Geschaftt sind (hoffentlich!) alle verwaltungstechnischen Hürden, der organisationsrelevante Stichtag (1. November 1999) ist übersprungen, die Lehrfächerverteilung, die Stundenpläne, die individuelle Schullaufbahngestaltung aller Schülerinnen und Schüler, alles sollte unter Dach und Fach sein.
Nun gilt es, das Organisationsstatut, insbesondere die Lehrinhalte mit Leben zu erfüllen und den Neigungen, Begabungen und Interessensschwerpunkten der Schülerinnen und Schüler anzupassen.

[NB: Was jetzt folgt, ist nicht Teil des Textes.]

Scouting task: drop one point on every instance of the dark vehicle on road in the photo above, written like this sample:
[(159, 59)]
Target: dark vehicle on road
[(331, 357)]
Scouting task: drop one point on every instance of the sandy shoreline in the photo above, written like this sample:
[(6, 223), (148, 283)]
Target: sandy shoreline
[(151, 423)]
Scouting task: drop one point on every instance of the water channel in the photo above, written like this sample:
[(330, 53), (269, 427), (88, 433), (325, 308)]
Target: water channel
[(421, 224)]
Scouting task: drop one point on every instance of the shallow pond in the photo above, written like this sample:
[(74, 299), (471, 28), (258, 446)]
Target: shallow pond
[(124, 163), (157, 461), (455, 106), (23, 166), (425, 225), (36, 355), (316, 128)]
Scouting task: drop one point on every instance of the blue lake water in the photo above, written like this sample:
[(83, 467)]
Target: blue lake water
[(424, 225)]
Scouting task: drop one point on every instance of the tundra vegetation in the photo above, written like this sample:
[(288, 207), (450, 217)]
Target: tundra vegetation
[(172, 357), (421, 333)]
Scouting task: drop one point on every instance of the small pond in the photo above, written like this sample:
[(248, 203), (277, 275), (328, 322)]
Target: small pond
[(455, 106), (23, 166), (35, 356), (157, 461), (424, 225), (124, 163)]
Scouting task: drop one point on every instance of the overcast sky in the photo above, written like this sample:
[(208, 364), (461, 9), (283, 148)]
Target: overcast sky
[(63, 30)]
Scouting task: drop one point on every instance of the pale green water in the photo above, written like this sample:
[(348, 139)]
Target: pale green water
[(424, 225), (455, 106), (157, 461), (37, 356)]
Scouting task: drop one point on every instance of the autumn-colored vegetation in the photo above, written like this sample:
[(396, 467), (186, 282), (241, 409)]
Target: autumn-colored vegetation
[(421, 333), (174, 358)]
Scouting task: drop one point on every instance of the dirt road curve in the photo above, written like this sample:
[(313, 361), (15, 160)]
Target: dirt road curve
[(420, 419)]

Denn, das laufende Schuljahr fordert bereits im Advent und in der Vorweihnachtszeit konsequente künstlerisch-pädagogische Arbeit, soll das ganzheitliche Bildungsziel, die Übereinstimmung von künstlerischen, aufführungspraktischen, allgemein-musikalischen Lehrinhalten mit Ende des Schuljahres ein abgerundetes Erscheinungsbild und Ergebnis darstellen.

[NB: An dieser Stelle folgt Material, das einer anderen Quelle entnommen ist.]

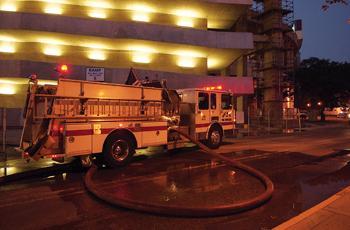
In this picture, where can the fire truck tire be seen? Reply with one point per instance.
(118, 150)
(187, 211)
(214, 137)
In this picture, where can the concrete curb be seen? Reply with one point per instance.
(292, 223)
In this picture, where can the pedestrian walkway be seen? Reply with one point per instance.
(333, 213)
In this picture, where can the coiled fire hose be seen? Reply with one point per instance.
(175, 210)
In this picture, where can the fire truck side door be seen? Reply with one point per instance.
(202, 112)
(227, 111)
(215, 107)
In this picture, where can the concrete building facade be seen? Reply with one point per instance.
(190, 43)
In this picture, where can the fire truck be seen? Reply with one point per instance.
(80, 118)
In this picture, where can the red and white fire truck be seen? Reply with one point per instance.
(80, 118)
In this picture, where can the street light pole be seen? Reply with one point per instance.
(4, 132)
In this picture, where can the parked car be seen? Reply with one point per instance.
(303, 115)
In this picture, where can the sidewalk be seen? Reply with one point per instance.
(15, 164)
(333, 213)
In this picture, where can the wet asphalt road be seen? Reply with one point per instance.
(184, 178)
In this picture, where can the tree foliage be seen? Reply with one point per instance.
(328, 3)
(322, 80)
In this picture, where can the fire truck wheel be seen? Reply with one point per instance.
(214, 137)
(118, 150)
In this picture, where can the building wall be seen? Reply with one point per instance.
(182, 41)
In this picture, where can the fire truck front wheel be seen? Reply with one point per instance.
(214, 137)
(118, 150)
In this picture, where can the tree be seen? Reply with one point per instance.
(321, 80)
(328, 3)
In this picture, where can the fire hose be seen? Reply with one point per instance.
(174, 210)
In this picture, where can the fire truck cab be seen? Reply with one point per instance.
(81, 118)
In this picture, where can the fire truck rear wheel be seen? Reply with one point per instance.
(118, 150)
(214, 137)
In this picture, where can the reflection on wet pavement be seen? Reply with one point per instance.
(184, 178)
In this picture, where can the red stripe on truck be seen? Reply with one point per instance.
(208, 124)
(86, 132)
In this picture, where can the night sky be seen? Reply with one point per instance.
(326, 33)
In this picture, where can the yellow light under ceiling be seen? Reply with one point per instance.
(98, 4)
(141, 57)
(53, 9)
(140, 17)
(98, 13)
(52, 51)
(7, 47)
(97, 55)
(185, 22)
(7, 89)
(8, 6)
(186, 62)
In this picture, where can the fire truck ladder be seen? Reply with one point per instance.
(80, 107)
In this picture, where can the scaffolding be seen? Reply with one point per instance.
(275, 58)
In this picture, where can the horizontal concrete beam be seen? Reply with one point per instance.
(238, 85)
(132, 30)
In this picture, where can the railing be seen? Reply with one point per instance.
(52, 106)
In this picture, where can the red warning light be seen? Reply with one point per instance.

In den künstlerischen Hauptfächern wird das Jahresarbeitsprogramm sowohl mit den von der Schule zu tragenden Veranstaltungen als auch mit etwaigen vorgesehenen Übertritts- oder Abschlußprüfungen abzustimmen sein.

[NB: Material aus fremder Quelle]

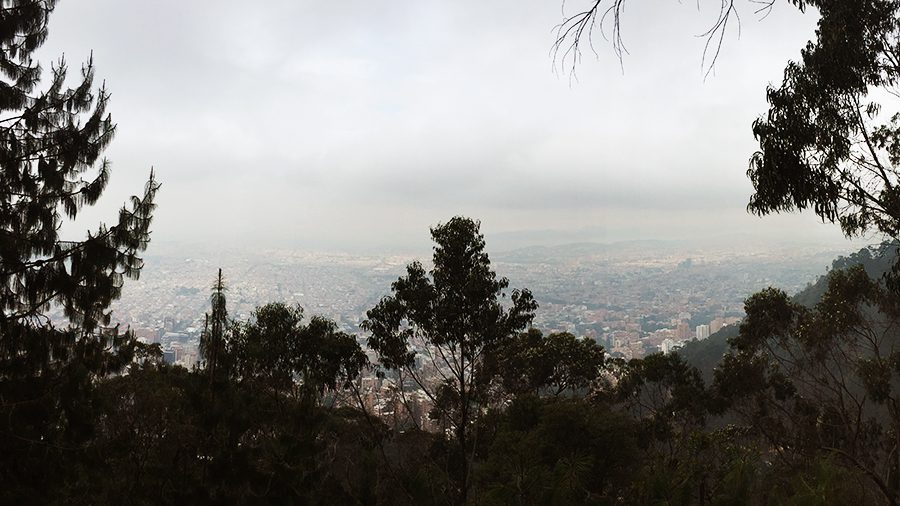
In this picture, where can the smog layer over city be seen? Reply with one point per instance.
(507, 252)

Die aufführungspraktischen Unterrichtsfächer (Ensembles instrumentaler und vokaler Besetzungsmöglichkeiten, Orchester, Chöre etc.) bedürfen einer besonders ausgewogenen Termin- und Arbeitsplanung, sind doch exakt terminisierte Veranstaltungen vorzubereiten und durchzuführen, abgestimmt mit der individuellen künstlerischen Leistungsfähigkeit und -bereitschaft ihrer Mitwirkenden.
Im Zusammenhang mit den vorgesehenen Übertritts- und Abschlußprüfungen sieht die Stundentafel auch den zwingenden Abschluß von allgemein-musikalischen Unterrichtsfächern vor, welche zeitgerecht, abgestimmt auf die erforderliche geistige Reife, die Interessensschwerpunkte und das Leistungsvermögen der Schülerinnen und Schüler zu wählen und zu besuchen sind.
Diese ergänzenden allgemein-musikalischen und musiktheoretischen Unterrichtsfächer - Allgemeine Musiklehre, Musikkunde 1-3 bzw. deren Fortsetzungen, sowie das Musiktheoretische Repetitorium, letzteres insbesondere gefordert für künftige Studenten der Musikwissenschaft sowie künstlerischer und kunstpädagogischer Studienrichtungen an Universitäten - stellen besondere Anforderungen an die Gestaltung der Lehrinhalte.
Sie sollen qualitätsvoll das für jede Musikschule individuell zu entwickelnde Schulprofil in sinnvoller Abstimmung mit der Regelschule erweitern. Ihr allgemeines Bildungsziel ist die Vermittlung der das Hauptfach begleitenden theoretischen, stilkritischen, polyästhetischen und kulturwisenschaftlichen Wissensgrundlagen, sowie das Wecken und Fördern eines individuell zu prägenden Kunst- und Kulturverständnissses, damit sich die Schülerinnen und Schüler zu einem kritikfähigen und anspruchsvollen Kunstpublikum entwickeln können.